The Americans also caught agents carrying strange devices, like a belt with a Swastika emblem on it - not very secret, that one - which could act as a two-barrelled .32 pistol triggered by two buttons.
Getting the troops high
For the troops, the Nazis had to use other methods. According to the agents interrogated by the MI5, they had poisoned chocolate - a German brand called Sarotti - sugar and Nescafe instant coffee. The Allies' intelligence service considered the threat very real thanks to the detailed accounts and equipment captured to some of the Nazi agents. While the MI5 investigated the possibility of this being a large scale operation, soldiers in the European front were instructed not to consume any kind German products - from food to drinks to cigarettes - under severe penalties.

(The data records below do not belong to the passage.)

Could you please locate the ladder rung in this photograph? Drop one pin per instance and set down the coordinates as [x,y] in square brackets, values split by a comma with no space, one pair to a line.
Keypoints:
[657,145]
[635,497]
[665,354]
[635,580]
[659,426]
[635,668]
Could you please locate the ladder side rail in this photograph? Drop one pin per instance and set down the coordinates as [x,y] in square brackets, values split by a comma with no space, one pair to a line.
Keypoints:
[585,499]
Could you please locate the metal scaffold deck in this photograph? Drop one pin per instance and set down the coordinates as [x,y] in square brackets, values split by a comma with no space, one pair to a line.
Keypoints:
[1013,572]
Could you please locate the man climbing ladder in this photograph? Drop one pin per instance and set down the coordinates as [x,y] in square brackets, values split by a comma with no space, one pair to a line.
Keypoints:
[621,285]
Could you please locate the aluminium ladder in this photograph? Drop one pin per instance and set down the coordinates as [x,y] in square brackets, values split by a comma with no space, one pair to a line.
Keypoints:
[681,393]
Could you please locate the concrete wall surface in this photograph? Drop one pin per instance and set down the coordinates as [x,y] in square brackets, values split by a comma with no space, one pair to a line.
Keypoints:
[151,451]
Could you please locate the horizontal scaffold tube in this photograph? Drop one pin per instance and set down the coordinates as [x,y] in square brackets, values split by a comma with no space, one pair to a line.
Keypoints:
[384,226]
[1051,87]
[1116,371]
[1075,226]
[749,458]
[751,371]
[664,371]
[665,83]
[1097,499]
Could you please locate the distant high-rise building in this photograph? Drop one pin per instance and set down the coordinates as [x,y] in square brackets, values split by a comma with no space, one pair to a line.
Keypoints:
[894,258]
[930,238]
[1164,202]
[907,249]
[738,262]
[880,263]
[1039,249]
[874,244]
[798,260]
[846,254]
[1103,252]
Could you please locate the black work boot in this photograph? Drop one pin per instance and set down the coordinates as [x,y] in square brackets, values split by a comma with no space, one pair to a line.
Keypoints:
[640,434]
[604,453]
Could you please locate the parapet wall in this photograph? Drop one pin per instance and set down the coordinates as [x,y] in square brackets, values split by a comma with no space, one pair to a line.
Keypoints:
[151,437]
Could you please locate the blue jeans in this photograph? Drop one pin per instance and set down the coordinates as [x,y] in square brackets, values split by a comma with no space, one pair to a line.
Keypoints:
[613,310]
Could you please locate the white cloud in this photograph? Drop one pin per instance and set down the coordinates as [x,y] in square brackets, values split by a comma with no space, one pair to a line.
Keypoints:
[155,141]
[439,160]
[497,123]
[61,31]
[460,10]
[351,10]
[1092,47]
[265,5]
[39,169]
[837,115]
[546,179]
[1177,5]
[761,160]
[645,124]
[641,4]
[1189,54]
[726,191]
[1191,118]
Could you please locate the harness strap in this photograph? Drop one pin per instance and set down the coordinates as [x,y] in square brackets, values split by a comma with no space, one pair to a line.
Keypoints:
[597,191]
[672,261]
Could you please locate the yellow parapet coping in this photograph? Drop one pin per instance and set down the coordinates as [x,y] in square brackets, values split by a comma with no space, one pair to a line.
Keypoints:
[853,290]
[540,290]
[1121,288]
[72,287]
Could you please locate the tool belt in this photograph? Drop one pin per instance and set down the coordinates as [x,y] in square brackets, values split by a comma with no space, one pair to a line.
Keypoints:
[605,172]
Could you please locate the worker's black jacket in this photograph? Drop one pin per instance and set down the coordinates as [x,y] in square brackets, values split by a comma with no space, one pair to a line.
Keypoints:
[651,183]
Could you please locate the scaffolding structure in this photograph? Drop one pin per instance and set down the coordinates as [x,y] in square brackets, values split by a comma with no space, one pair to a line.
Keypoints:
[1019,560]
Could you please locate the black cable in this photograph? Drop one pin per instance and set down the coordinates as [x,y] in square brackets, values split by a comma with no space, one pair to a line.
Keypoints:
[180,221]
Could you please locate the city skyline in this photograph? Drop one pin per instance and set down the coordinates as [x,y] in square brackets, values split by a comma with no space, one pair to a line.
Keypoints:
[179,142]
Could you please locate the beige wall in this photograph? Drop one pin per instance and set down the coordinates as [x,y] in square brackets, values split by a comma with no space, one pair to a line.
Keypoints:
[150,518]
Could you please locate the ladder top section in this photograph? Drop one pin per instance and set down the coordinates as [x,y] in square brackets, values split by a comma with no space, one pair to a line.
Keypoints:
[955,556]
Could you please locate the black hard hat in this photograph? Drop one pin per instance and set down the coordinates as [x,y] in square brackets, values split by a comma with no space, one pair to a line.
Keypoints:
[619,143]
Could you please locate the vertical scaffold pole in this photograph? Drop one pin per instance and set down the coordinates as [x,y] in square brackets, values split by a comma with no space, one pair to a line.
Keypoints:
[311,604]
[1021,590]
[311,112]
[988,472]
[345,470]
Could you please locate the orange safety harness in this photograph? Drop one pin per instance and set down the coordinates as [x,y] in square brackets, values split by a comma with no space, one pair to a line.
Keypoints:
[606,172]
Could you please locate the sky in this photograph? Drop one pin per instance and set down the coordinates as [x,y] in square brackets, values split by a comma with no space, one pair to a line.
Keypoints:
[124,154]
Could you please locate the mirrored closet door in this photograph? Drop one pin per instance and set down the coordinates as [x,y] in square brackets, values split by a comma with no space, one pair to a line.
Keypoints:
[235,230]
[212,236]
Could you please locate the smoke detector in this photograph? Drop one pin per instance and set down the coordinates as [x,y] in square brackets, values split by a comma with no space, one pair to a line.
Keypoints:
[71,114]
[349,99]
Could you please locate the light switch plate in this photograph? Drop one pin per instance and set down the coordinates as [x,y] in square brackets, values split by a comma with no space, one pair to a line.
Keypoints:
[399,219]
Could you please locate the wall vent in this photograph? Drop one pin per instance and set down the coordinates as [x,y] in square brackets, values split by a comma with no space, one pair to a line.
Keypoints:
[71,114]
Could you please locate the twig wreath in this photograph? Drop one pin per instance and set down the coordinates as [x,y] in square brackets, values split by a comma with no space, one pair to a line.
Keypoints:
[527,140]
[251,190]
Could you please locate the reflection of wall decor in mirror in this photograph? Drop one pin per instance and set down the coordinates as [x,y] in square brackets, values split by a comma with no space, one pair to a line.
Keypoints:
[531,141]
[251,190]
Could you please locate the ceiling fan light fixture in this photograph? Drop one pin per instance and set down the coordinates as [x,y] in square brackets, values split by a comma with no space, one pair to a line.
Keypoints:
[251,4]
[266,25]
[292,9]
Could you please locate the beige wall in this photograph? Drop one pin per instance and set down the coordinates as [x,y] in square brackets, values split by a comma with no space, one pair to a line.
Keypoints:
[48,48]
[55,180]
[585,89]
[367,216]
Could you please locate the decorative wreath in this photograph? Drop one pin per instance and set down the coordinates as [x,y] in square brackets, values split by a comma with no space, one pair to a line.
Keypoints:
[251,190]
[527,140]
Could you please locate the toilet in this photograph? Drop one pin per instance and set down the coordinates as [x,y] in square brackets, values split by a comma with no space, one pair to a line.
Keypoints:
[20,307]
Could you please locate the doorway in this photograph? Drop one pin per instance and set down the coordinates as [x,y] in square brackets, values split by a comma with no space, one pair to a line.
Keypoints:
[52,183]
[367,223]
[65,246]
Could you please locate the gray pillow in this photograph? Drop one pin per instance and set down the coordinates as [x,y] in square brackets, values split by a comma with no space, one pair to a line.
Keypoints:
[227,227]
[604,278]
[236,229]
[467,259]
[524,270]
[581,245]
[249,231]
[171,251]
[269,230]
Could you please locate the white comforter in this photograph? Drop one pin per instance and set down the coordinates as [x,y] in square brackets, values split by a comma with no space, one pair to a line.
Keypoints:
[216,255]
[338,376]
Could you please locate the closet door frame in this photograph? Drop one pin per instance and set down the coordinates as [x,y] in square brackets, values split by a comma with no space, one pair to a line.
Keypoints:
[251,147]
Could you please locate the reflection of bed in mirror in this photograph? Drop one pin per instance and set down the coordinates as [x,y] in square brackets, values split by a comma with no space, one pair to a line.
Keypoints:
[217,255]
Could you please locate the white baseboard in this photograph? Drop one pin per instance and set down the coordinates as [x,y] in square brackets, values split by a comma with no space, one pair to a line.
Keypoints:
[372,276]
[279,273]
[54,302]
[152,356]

But the most impressive and weirdest stratagem was devised by the Abwehr, the German military intelligence: In June 1943 they wanted to disable the Allies' troops in North Africa using widespread distribution of narcotics. I guess that meant free Moroccan hashish joints for every GI Joe.
Nazis in South America and Spain
The third part of the Nazi strategy was to plant agents all around the world, so they could act during and after the war to enable the comeback of Hitler's cronies.
In the US, two groups of agents landed on Long Island in the North Atlantic and near Ponte Vedra, in Florida. A third group, in charge of naval espionage, was suspected but apparently never found. It was called Operation Pastorius and, according to the captured agents, they came attack factories, destroy railways, and place incendiary bombs in Jewish-owned shops.
The Long Island group was caught by the coast guard just after burying their Nazi uniforms in the sand. They told the coast guards that they were stranded fishermen, and they let them go with no inquiries. The Florida group arrived to the coast wearing just bathing trunks and army caps.
For some reason, the leader of the operation, handed himself in to the FBI only one week after their arrival. His name was George Dasch, a German citizen who spent his young years in the US. He had $US84,000 with him. All the saboteurs were then caught and sentenced to death except Dasch, who got a 30-year sentence and was later repatriated to Germany, in 1948.
Meanwhile, Olivier Mordrelle, a French collaborator caught in Italy, described how the Nazis had planted multitude of agents around the world, with a "great plan of promoting post-war unrest", provoking popular protests and agitating the population against the Allies through different methods. These agents were going to use "ample funds" already transferred to accounts in South America. Additional agents were sent to Spain and Switzerland in order to administer and distribute the Nazi money.